ST. PETERSBURG — A century-old home once marked for destruction as the site of a condo high-rise will see new life under the developer behind downtown's buzzy Birchwood hotel.
Chuck Prather bought the Mansion by the Bay late last month for $2 million, property records show, with plans to restore it as an annex half a block from his boutique Beach Drive hotel.
So what will Prather get for his money? About 18 parking spaces, an office and storage for everything his five-floor hotel, restaurant and rooftop lounge can't hold.
For Prather, it is an expensive vote of confidence in his 2-month-old hotel, the cash flow of which he said will fund the home's restoration.
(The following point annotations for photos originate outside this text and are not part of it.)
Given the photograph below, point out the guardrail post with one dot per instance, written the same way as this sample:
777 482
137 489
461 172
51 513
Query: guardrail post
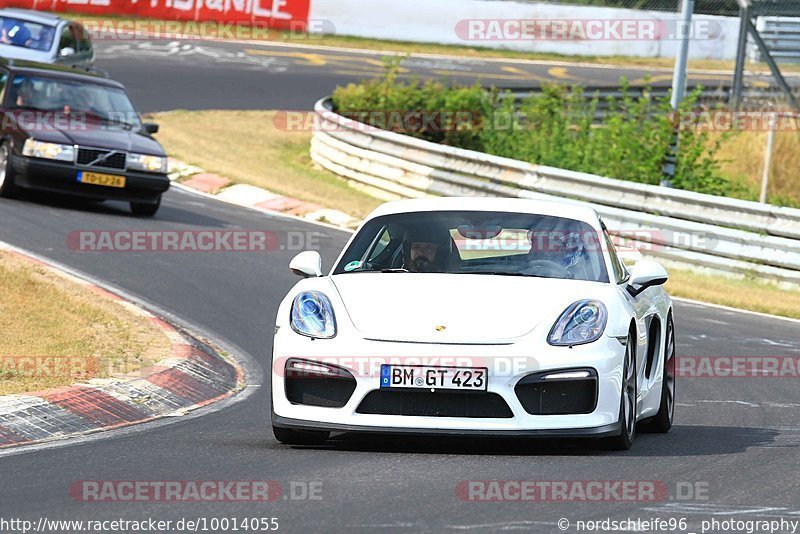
741 50
678 88
768 158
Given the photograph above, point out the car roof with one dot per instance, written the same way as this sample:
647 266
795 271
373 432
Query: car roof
565 209
17 66
32 15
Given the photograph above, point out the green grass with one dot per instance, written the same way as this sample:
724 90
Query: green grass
70 332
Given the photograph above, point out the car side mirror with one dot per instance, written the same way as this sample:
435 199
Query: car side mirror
307 264
644 274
But Prather said it's just the cost of doing business in downtown's blossoming but built-out nightlife district.
"(The high cost) was silly, but that's downtown St. Petersburg. It's doing so well that that's what we had to do," Prather said. "There's no more dirt down here."
The Queen Anne-style home at 145 Fourth Ave. NE was built at the turn of the 20th century for A.T. "Bert" Blocker, an early father of the "Sunshine City" and its mayor in 1910.
His Blocker Transfer Co. drove teams of horses to train stops to transport baggage, mail and building materials. It also hauled the city's first telephone poles; the company's phone number was 1.
Blocker's home served as a clubhouse, nursing home, dance school, wedding venue and Russian cafe before developer Lee Allen bought the land in 2010 for $525,000.
Allen planned to raze the home and build Silhouette, a 14-story high-rise of 16 luxury condos selling for $700,000 and up.
But real estate agents said the $2 million offer — more even than Prather spent to buy the foreclosed hotel that became the Birchwood — was too sweet to pass up.
Though crews next month will begin sweeping for termites, vermin and rotting wood, Prather said he plans to preserve the home's historic grandeur.
Said Prather: "We'll begin to put the old girl back in shape again."